Re: About video & audio elements

On Aug 29, at 8:52 AM, Nicolas LE GALL wrote:

> Yes. But if you want to save the video file on your computer ?
> Which subtitle format to choose ?

um... uh.... how about... the user agent (when there's an api for this  
stuff) indicates that the video tag has multiple "subs" and presents a  
way for the user to choose one. It probably also presents a convenient  
1 click "download this file" which would save both the video and  
subtitle file simultaneously

>
>> There are server side libraries for pulling all the info you could  
>> ever want out of video and audio files.
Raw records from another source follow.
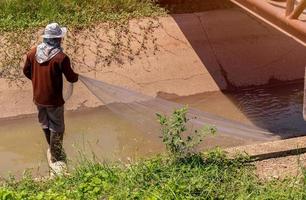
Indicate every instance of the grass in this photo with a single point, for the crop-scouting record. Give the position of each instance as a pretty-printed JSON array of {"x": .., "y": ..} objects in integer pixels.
[
  {"x": 209, "y": 176},
  {"x": 20, "y": 14}
]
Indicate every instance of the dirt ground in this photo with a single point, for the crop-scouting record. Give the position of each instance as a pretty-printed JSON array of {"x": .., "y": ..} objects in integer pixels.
[{"x": 279, "y": 168}]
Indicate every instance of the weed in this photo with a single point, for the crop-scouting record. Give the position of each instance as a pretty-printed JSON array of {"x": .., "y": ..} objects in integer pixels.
[{"x": 173, "y": 128}]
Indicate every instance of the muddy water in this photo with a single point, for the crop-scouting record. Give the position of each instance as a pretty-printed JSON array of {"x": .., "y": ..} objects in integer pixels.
[{"x": 277, "y": 109}]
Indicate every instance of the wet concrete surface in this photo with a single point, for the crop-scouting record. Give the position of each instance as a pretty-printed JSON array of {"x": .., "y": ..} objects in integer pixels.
[{"x": 98, "y": 131}]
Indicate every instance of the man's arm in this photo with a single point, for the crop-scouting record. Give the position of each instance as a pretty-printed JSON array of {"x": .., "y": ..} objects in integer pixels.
[
  {"x": 70, "y": 75},
  {"x": 27, "y": 69}
]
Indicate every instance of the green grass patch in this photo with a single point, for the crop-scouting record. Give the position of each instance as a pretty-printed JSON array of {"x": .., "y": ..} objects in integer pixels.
[
  {"x": 20, "y": 14},
  {"x": 209, "y": 176}
]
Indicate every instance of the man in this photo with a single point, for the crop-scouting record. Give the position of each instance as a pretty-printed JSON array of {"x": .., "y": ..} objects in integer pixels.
[{"x": 44, "y": 66}]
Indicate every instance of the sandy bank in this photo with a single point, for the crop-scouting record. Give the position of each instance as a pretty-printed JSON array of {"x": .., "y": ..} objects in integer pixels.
[{"x": 198, "y": 52}]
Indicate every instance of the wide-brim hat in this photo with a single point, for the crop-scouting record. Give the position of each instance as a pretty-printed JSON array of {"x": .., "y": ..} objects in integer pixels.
[{"x": 53, "y": 30}]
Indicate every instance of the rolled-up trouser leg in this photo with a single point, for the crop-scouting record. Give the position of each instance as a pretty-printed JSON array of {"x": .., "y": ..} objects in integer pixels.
[
  {"x": 47, "y": 135},
  {"x": 56, "y": 147}
]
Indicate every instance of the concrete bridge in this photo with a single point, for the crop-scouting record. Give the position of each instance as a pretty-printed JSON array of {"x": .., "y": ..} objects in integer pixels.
[{"x": 286, "y": 15}]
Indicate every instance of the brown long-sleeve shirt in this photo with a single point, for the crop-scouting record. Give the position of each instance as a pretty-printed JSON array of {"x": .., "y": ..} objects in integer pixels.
[{"x": 47, "y": 79}]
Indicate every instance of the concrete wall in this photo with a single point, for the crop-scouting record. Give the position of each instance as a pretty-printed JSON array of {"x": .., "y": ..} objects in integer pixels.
[{"x": 199, "y": 52}]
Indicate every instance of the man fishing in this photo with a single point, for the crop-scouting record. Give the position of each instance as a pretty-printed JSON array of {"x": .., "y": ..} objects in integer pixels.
[{"x": 44, "y": 66}]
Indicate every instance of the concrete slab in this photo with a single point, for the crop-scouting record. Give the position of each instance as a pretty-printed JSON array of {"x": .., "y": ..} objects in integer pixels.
[{"x": 275, "y": 149}]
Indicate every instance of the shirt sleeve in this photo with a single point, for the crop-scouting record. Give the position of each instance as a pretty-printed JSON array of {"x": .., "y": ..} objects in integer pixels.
[
  {"x": 27, "y": 69},
  {"x": 70, "y": 75}
]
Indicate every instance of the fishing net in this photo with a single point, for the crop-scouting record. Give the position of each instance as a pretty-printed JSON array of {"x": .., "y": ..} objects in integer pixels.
[{"x": 140, "y": 110}]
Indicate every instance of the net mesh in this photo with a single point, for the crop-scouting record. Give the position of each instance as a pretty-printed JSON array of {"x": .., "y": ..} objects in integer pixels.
[{"x": 140, "y": 110}]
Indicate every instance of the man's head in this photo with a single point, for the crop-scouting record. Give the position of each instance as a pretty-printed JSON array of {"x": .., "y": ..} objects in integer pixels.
[{"x": 53, "y": 30}]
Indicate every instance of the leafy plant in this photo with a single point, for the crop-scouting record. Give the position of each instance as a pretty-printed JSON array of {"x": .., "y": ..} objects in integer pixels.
[{"x": 173, "y": 128}]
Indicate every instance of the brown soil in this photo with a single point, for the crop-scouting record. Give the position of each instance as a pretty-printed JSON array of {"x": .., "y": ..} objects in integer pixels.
[
  {"x": 280, "y": 168},
  {"x": 191, "y": 6}
]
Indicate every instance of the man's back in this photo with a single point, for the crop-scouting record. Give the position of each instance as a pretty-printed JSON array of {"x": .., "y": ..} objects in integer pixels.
[{"x": 47, "y": 78}]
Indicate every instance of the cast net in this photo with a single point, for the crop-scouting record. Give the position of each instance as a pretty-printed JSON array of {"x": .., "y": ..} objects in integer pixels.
[{"x": 140, "y": 110}]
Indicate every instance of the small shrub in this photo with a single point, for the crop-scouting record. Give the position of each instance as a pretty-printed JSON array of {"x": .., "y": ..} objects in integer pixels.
[{"x": 173, "y": 128}]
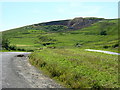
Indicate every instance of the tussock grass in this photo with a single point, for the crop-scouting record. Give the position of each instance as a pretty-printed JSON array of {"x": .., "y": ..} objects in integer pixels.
[{"x": 77, "y": 68}]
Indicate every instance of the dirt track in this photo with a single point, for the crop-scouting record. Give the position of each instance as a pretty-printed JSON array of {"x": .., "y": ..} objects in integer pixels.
[{"x": 18, "y": 73}]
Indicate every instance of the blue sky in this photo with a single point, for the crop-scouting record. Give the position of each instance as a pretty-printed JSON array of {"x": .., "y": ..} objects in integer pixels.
[{"x": 17, "y": 14}]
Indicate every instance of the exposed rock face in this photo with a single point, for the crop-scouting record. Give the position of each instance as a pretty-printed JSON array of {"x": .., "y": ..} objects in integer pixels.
[{"x": 76, "y": 23}]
What would be the best way  
>> to present this meta data for search engines?
>>
>> * attributes on the video tag?
>> * <mediadetails> tag within the video tag?
>> * some new microformat?
>
> I think examining the media files will cause too much problems :
>
> - Making an algorithm to parse the media header to retrieve the  
> metadata (depending on the codec used the header can have a variable  
> size — just presuming)
> - For the media provider it will consume some brandwith which is the  
> most expensive charge (at this moment)
> - I think parsing a media file cost more computer resources than  
> parsing an HTML document
> - Need a soft to edit the data (OK, you definetly need a soft to  
> encode... But if you made a mistake editing some HTML attributes/ 
> elements is lighter than opening the media in a soft, editing it and  
> uploading it again)

You've completely lost me there.
Like I was saying. There are _server side_ libraries for php (and  
other languages) that can pull all the data you'd want to know about a  
multimedia file. I just scan the files when the user uploads them and  
save the most important info to a database (codec, length, etc) Since  
I already have this data I figured it would be easy to put it on the  
page with some sort of microformat or dedicated media meta data tags.